When Regina threatens Emma with “You better hope to hell you didn’t bring anything else back,” it’s unfortunate, as the show has spent weeks building up Regina’s good side, so the return to the Evil Queen would be a pointless retread. But hey, sometimes that’s the Storybrooke way.


One last thing does come back with the trio from the past: a syrupy blue substance that morphs itself into Elsa, the Snow Queen. To the delight of millions, Once Upon A Time will go Frozen next season.

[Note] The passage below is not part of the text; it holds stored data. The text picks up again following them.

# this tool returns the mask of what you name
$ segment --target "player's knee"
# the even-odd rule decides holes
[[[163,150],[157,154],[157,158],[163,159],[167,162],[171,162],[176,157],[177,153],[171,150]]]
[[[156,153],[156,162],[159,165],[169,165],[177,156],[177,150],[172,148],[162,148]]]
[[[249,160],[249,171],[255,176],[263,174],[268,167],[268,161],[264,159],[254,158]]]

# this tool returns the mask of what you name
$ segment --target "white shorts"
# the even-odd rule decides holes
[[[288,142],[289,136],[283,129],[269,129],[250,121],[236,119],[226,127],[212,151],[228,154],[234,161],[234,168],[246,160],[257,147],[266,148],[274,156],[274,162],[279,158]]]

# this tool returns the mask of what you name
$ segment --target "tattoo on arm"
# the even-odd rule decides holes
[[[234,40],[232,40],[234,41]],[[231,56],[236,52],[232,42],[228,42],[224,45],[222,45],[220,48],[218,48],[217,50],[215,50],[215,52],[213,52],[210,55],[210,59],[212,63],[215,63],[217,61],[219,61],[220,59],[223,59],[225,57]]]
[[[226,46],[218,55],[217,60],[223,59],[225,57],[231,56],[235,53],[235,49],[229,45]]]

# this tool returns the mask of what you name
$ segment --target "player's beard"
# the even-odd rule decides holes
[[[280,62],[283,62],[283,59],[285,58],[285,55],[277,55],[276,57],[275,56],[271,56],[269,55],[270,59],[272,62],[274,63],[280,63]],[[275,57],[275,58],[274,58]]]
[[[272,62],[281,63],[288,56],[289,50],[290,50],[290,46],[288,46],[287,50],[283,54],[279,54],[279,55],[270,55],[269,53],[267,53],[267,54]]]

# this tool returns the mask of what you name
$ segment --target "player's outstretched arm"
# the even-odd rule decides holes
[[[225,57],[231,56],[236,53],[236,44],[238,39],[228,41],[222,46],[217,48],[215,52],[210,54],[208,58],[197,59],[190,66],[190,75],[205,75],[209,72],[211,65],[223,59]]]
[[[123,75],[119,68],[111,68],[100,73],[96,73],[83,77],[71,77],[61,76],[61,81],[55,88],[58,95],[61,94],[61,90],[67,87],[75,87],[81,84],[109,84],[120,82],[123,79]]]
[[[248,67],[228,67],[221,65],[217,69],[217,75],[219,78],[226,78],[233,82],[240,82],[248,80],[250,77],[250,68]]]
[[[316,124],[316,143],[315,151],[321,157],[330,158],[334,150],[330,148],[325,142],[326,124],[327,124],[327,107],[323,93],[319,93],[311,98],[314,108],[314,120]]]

Well, she sure walked out of that barn with a purpose.

This finale shows the best of OUAT: Rumple conjuring magic, Red turning into a wolf, and a lovely blend of magic and fairy tales mixed with real-life concepts like family and home. When Emma sees her mother torched by a fireball (something that would only happen in a place like the Enchanted Forest), she realizes for the first time what she’d be giving up by moving to New York. It’s a crazy family, to be sure, but it’s hers, and the finale ends with Emma, who still thought of herself as an orphan as recently as Neverland, finally finding a home.


Unfortunately, the rest of this season got too bogged down in other fantasy realms. As much I enjoyed the interplay between Peter Pan (Robbie Kay) and Rumple in Neverland, all those weeks there were just so long and dark and tedious. The show fared better in Oz, even though there were some giant leaps in logic (Grumpy explained that Princess Aurora got turned back into a human from a flying monkey right before she was due to give birth. Now she’s wearing her Enchanted Forest outfit in Storybrooke. No sign of Philip that I could see.). Oz also minimized Robert Carlyle by turning Rumplestiltskin into Zerena’s puppet; even though he got his evil mojo back at the end, this was a waste of the show’s best character. Still, Oz was a fun exploration for the show to take on, but there was no question how things were going to end up: At one point, Snow asks Emma if she’s headed back to New York when this is all over, as of course they’ll be defeating the Wicked Witch any day now. This finale shows that the Storybrookers can do just fine on their own, so I’m hoping they stay in familiar places rather than Narnia or Agrabah or wherever the hell else next season.

Season finale: A-
Neverland: C
Oz: B

Stray observations:

  • So glad to see Meghan Ory appear as Ruby; now that Intelligence is cancelled, hopefully she’ll be back more often.
  • Old school Rumple was hilarious as Emma tried to explain to him how she and Hook arrived from the future: “It’s quite a tale you’re spinning.” But Carlyle also killed it at the end when he tried to find out from Emma what happened to Neal.
  • Speaking of Michael Raymond-James’ character, who keeps showing up again just when I think he’s gone for good, I liked that the Charmings named the baby Prince Neal.
  • “Behold! The Rolly Joger!”
  • Emma seems slow to catch on to the facet that since she’s from the future, no one she recognizes is going to recognize her.
  • I’m glad they’re such a happy family and all, but Henry calling Charming Grandpa is just weird.
  • What is with the outdated technology in Storybrooke? The jail has a BetaMax recorder?
  • I inherited this show from the excellent Oliver Sava this season, and although I probably whined too much when we were stuck on that Neverland island, it really was a lot of fun to cover; thanks for reading. The folks that watch it so intently (looking at you, commenters) delved deeply into the mythology and symbolism and nods to other stories. My first week, I believe there was a back-and-forth in the comments about whether mermaids had horizontal or vertical scales. I am grateful for discussions like those, as they helped enhance the OUAT viewing for all of us.